大きく3つの方向性があります。まず、メディア事業では暮らしとお金以外の分野でも、多くのユーザーの課題を解決するメディアを作りたい。また、ユーザーを集めた後は、その分野の課題解決できるサービスを提供していきたいと思っています。

海外事業では、少なくとも売上の半分を海外で稼げる企業を目指します。日本は島国ですから、外貨を稼ぐことは、日本に貢献することになるとと考えています。東南アジアの金融商品普及はまだこれからで、我々の役割は大きい。また、日本企業の輸出支援という新たな事業機会にも取り組んでいきたいと思っています。

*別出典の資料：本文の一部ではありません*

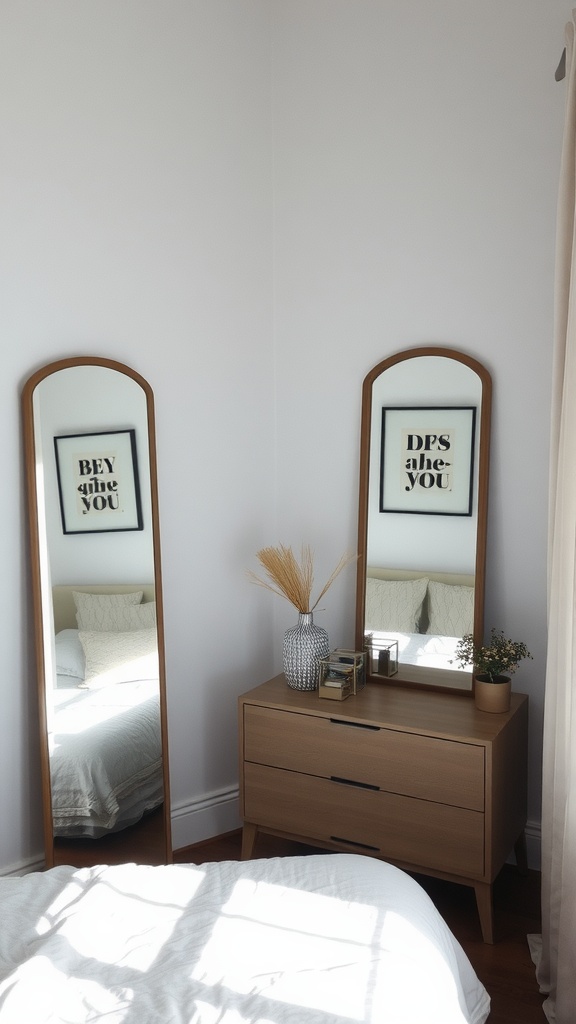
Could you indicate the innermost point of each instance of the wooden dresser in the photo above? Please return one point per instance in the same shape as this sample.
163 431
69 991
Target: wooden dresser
421 779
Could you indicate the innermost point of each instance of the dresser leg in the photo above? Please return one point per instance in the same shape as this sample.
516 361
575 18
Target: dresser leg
484 902
249 833
521 853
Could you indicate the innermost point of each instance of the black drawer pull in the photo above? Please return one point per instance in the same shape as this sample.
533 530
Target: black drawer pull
352 842
352 781
355 725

デジタルマーケティング事業は常に進化が必要です。自社メディアで年間数億円の広告を出稿しているため、その最先端のノウハウをクライアントに提供できます。また、今はAIを使った記事構想の開発も進めています。

野田先生がよく言われていた、成功の反対は失敗ではなくチャレンジしないこと、という言葉を胸に、これからも挑戦を続けていきます。成功した経営者は皆、失敗談を武勇伝のように語る。失敗を糧にできる組織文化を大切にしながら、次の構想を形にしていきたいですね。

井田 正幸(いだ・まさゆき)株式会社ブレイク・フィールド社 代表取締役社長。ベンチャーキャピタルでの勤務を経て、2000年に株式会社ブレイク・フィールド社を創業。インターネット黎明期に「インターネット広告は、事業の規模に関係なく、本当に良いものが世の中に出せるインフラになる可能性があるのではないか」という構想を持ち、ネット広告代理店事業からスタート。現在は月間800万ユーザーを誇るメディア事業「ファイナンシャルフィールド」、2014年から展開する海外事業(ベトナム・タイ)、デジタルマーケティング事業の3本柱で事業を展開。多摩大学で野田一夫氏(事業構想大学院大学初代学長)の薫陶を受け、イノベーターとしての生き方を選択。「思いが良くて達成力が高い人」を理念に、独自の人材育成を実践。本社は千代田区一番町、熊本に事務所、ベトナムとタイに子会社を持つ。